No more cuts to Maryland tourism budget, industry pleads
Md. marketing money has dropped to nearly half its spending peak in 2001
CHRISTINE CULLEN n Staff Writer
(Feb. 12, 2010) Tourism officials in Maryland hope state government recognizes the value of the tourism industry and will restore the tourism marketing budget to the level it was at before the recession.
The Maryland Tourism Development Board is the state’s destination marketing wing. Its budget is used to market Maryland as a vacation destination, with a portion of the money offered as grants to the individual counties to help them with their own marketing endeavors. Ocean City receives around $180,000 annually.
According to a funding bill from 1993, the board’s budget was supposed to be $6 million, which it was for many years. But the state’s lingering fiscal woes, which only got worse as the recession hit, led officials to cut the tourism budget by more than half, down to just $2.6 million this year.
“It started the year at $6 million, but has been cut through a number of budget amendments. It was actually reduced three times. After all the cuts, the state’s tourism budget fell below Ocean City’s budget,” said Greg Shockley, owner of Shenanigan’s Irish Pub and chairman of the board.
Ocean City’s tourism budget is $3.9 million this year, though that includes more costs that the state tourism budget. The resort’s budget also pays for the tourism staff, while the state has a separate budget for those expenses. When those costs are factored out, Shockley said the two marketing budgets are about equal this year.
In the proposed state budget for next year, the tourism marketing wing is currently funded at $5.5 million. Since cuts to all areas of the state budget are likely coming, tourism officials planned a rally in Annapolis last week to highlight the importance of the industry and how it brings money into the state. Unfortunately, the snowstorm put it on hold.

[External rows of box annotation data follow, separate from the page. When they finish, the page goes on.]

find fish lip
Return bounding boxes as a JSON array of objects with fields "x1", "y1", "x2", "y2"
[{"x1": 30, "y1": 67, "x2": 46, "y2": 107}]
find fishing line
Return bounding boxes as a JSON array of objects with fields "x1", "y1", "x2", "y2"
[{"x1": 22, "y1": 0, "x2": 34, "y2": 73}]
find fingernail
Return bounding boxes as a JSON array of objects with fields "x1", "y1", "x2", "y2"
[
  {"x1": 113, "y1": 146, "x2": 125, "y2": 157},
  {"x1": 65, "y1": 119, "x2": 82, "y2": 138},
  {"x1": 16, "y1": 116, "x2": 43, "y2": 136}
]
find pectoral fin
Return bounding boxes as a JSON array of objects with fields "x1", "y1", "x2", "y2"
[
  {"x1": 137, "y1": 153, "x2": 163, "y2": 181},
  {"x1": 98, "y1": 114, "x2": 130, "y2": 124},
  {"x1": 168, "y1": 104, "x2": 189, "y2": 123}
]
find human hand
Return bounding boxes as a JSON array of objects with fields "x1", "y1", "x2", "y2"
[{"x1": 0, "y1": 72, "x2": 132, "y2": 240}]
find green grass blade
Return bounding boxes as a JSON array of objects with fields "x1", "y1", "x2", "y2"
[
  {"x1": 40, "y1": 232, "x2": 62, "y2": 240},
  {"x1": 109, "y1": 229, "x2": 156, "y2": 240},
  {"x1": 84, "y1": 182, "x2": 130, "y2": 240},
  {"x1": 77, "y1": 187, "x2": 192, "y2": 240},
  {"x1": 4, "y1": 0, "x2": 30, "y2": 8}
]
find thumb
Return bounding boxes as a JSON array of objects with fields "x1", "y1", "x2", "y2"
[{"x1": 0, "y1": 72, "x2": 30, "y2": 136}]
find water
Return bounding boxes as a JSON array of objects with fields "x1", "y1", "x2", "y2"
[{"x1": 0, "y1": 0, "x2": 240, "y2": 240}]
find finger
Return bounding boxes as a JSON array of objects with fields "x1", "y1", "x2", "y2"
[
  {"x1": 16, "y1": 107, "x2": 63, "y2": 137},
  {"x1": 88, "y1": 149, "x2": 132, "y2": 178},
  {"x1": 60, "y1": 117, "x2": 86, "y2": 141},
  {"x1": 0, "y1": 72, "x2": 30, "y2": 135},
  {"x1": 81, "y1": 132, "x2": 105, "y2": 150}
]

“Tourism has a proven return on investment, so it makes sense for the state to put its money toward something that could actually make it money,” said Susan Jones, executive director of the Hotel- Motel-Restaurant Association.
In 2008, Maryland welcomed 30 million visitors who spent $14.5 billion dollars, generated 146,000 jobs and paid $1.8 billion in state and local taxes, according to the Maryland Office of Tourism.
As long as the state holds true to the proposed $5.5 million marketing budget for the coming year and keeps it at least that high in the future, Shockley said the bare bones budget this year might not cause any lasting damage to the tourism industry. The number of visitors was expected to drop because of that and other factors, such as a nationwide decrease in vacation travel because of consumer anxiety. But advocates say increasing the marketing again should prevent that from becoming a trend.
“It was terrible to lose that money this year, but if we’re able to get it back and start it growing again in the right direction, it may not have any harmful effects,” Shockley said.
He hopes the state will follow the lead of Ocean City and create a dedicated funding source for the marketing budget so there will always be money available. The resort sets aside a percentage of its room tax revenues to be spent on advertising, and Shockley wants to see the state initiate a similar venture.
“In the long term, hopefully, the state looks at Ocean City and sees that they provided a structure to dedicate funding for advertising and they were able to have a positive year in the negative economy. My hope is they see Ocean City as an example and move forward to find a dedicated funding source for the whole state,” he said.